Africa through good education

 

Education is one of the surest ways to improve life in West Africa. Without even a primary education, children are likely to remain impoverished for the rest of their lives.

Many million school-age children in West Africa are working instead of going to classes. In addition to facing a lifetime of poverty, uneducated children are vulnerable to being trafficked to neighboring countries, where they are forced into labour. But knowing how to read, write and do basic arithmetic empowers youth to make healthy, informed choices. Educated West African girls are less likely to be married before their teen years, undergo female genital mutilation, experience an unwanted pregnancy or contract HIV.

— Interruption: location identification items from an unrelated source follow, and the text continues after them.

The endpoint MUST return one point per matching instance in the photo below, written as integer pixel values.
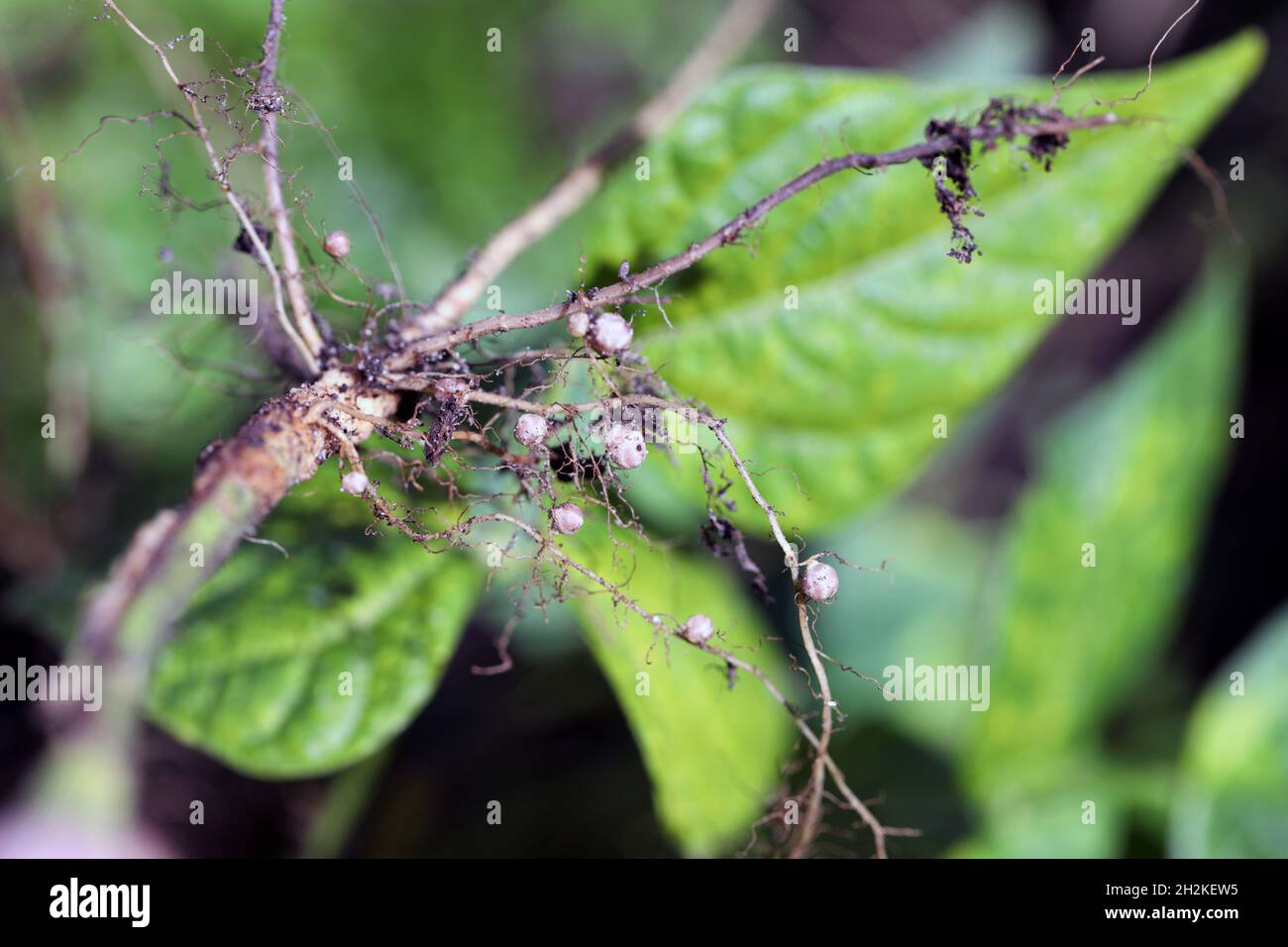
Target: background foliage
(1095, 680)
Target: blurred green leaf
(1129, 471)
(927, 605)
(254, 676)
(889, 331)
(713, 753)
(1231, 801)
(1074, 808)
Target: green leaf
(927, 605)
(1232, 800)
(254, 676)
(889, 331)
(712, 753)
(1129, 471)
(1072, 808)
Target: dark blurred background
(549, 735)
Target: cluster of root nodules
(1000, 120)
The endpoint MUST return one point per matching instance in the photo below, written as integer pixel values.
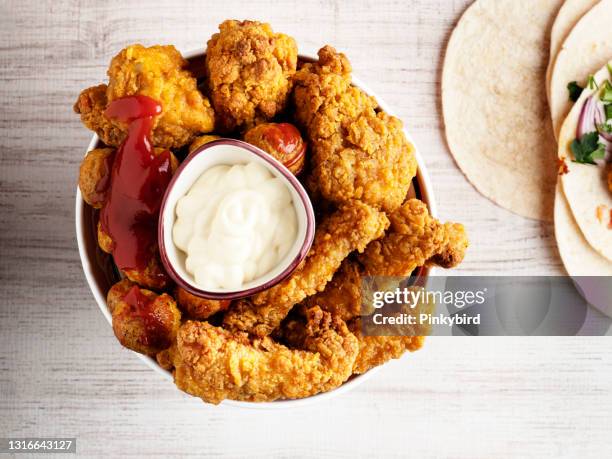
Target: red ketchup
(137, 184)
(155, 332)
(285, 137)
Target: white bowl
(100, 279)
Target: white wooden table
(62, 372)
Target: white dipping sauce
(235, 224)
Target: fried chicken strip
(358, 151)
(215, 364)
(342, 295)
(249, 73)
(414, 238)
(350, 228)
(376, 350)
(158, 72)
(196, 307)
(381, 343)
(143, 321)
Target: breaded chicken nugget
(94, 176)
(142, 320)
(249, 73)
(157, 72)
(350, 228)
(196, 307)
(358, 151)
(215, 364)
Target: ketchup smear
(285, 137)
(137, 184)
(155, 333)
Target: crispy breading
(202, 140)
(358, 151)
(376, 350)
(196, 307)
(91, 104)
(146, 327)
(157, 72)
(342, 295)
(215, 364)
(249, 73)
(350, 228)
(413, 239)
(94, 176)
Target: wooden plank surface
(62, 373)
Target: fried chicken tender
(381, 343)
(94, 176)
(157, 72)
(350, 228)
(414, 238)
(196, 307)
(376, 350)
(249, 73)
(91, 104)
(202, 140)
(358, 151)
(342, 295)
(142, 320)
(216, 364)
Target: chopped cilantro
(606, 93)
(605, 127)
(587, 149)
(574, 90)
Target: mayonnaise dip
(235, 224)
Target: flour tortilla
(579, 258)
(585, 50)
(495, 109)
(568, 16)
(585, 186)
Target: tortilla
(494, 105)
(585, 186)
(568, 16)
(579, 258)
(585, 50)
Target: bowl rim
(89, 267)
(290, 179)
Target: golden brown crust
(196, 307)
(342, 295)
(413, 239)
(376, 350)
(91, 104)
(215, 364)
(147, 327)
(249, 73)
(358, 151)
(157, 72)
(94, 176)
(350, 228)
(202, 140)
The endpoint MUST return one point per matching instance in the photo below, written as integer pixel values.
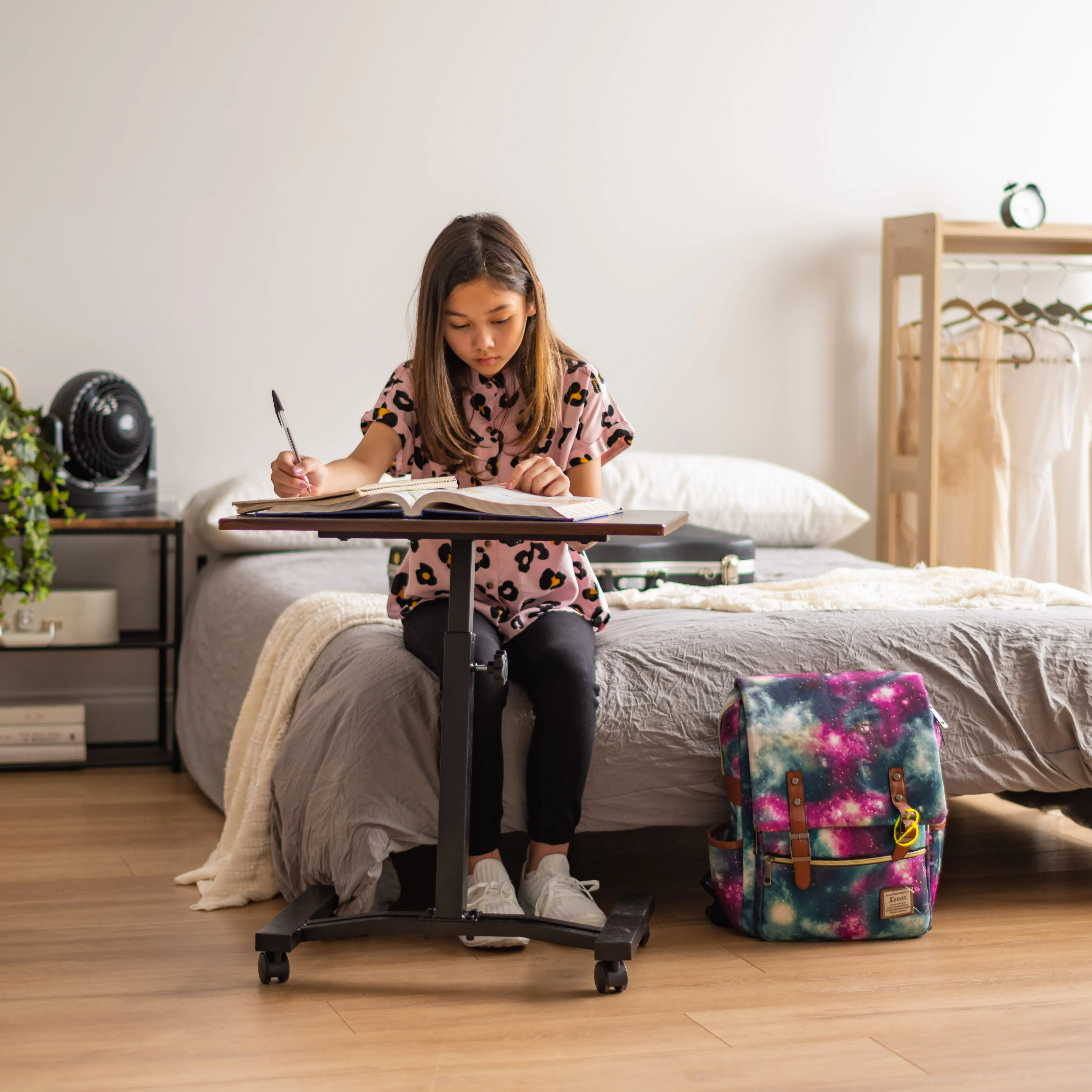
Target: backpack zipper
(847, 863)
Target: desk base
(309, 918)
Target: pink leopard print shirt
(515, 585)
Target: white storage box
(42, 734)
(66, 616)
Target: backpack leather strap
(897, 783)
(734, 788)
(800, 841)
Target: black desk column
(457, 724)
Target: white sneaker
(550, 891)
(492, 893)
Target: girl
(494, 397)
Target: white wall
(218, 197)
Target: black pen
(279, 410)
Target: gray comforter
(358, 775)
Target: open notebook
(416, 497)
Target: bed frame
(311, 916)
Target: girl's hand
(307, 479)
(541, 476)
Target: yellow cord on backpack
(910, 829)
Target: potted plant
(29, 493)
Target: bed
(356, 778)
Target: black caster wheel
(611, 976)
(272, 966)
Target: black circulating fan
(102, 425)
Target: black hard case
(693, 555)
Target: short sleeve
(396, 410)
(593, 426)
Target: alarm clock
(1024, 206)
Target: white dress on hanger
(1073, 479)
(1039, 401)
(973, 503)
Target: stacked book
(440, 496)
(41, 734)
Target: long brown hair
(468, 249)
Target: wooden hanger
(1026, 308)
(997, 305)
(957, 303)
(1061, 311)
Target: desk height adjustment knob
(497, 669)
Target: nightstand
(166, 639)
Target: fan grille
(110, 430)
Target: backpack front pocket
(849, 899)
(727, 871)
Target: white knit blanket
(241, 869)
(862, 590)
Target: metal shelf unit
(166, 639)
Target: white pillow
(770, 504)
(208, 508)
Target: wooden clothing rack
(915, 246)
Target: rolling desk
(311, 915)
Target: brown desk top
(371, 527)
(116, 523)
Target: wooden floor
(110, 982)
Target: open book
(437, 496)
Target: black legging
(553, 660)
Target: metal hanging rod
(1019, 267)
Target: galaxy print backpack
(838, 812)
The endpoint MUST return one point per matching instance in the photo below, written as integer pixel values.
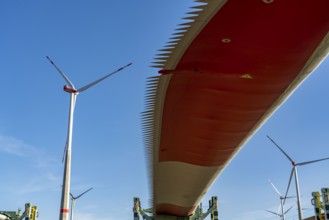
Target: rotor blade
(83, 193)
(285, 196)
(101, 79)
(288, 210)
(62, 74)
(289, 158)
(313, 161)
(276, 190)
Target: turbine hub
(69, 89)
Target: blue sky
(88, 39)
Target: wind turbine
(294, 172)
(75, 198)
(280, 215)
(282, 201)
(65, 199)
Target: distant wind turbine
(294, 172)
(65, 199)
(280, 215)
(282, 200)
(73, 199)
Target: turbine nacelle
(70, 90)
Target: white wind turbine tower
(73, 199)
(282, 201)
(65, 199)
(294, 173)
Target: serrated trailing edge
(197, 18)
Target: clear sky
(88, 39)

Early childhood care and education (ECCE) remains a luxury for most African children. Although the pre-primary gross enrolment ratio has generally improved since the beginning of the 1990s, the majority of African countries have a very low pre-primary enrollment of less than 10 percent. However, gross enrollment levels vary greatly in the region, from 90 percent in Mauritius to less than 1 percent in Democratic Republic of Congo and Djibouti. In most African countries early childhood care and education is often provided by private institutions, and is concentrated in urban and wealthy areas, where parents can afford the costs and tend to be more aware of its benefits.

Africa faces many obstacles in its efforts to improve early childhood education, such as a lack of resources, inequitable access to services, the absence or insufficiency of mechanisms to ensure quality in training and provision, and the low status of early childhood education personnel. Poverty, conflicts and prevalence of HIV/AIDS make the region, particularly vulnerable and obstruct the building of a sustainable, quality early childhood provision. However, African governments are increasingly attempting to mobilize private, voluntary and community-based partners to promote and strengthen early childhood education.

Forty percent of school-aged children in Africa do not attend primary school and 36 million African children have never stepped foot in a classroom. To cope with the growing demand for primary education African countries needs to dramatically increase the capacity of their school systems. In 1987, there were 73 million children in school; in 2011, the figure had increased to 106 million. Nearly 150 million children need to find a place in school.

The quality of education remains a major challenge and repetition and drop-out rates are high. More than one student in ten repeats at least one grade in primary school in more than half of all countries in sub-Saharan Africa. And many studies show that repeaters do not learn from duplication and either keep on repeating or drop out before having acquired basic learning skills. Today, nearly 40 million African children are out of school, and the majority of them are girls.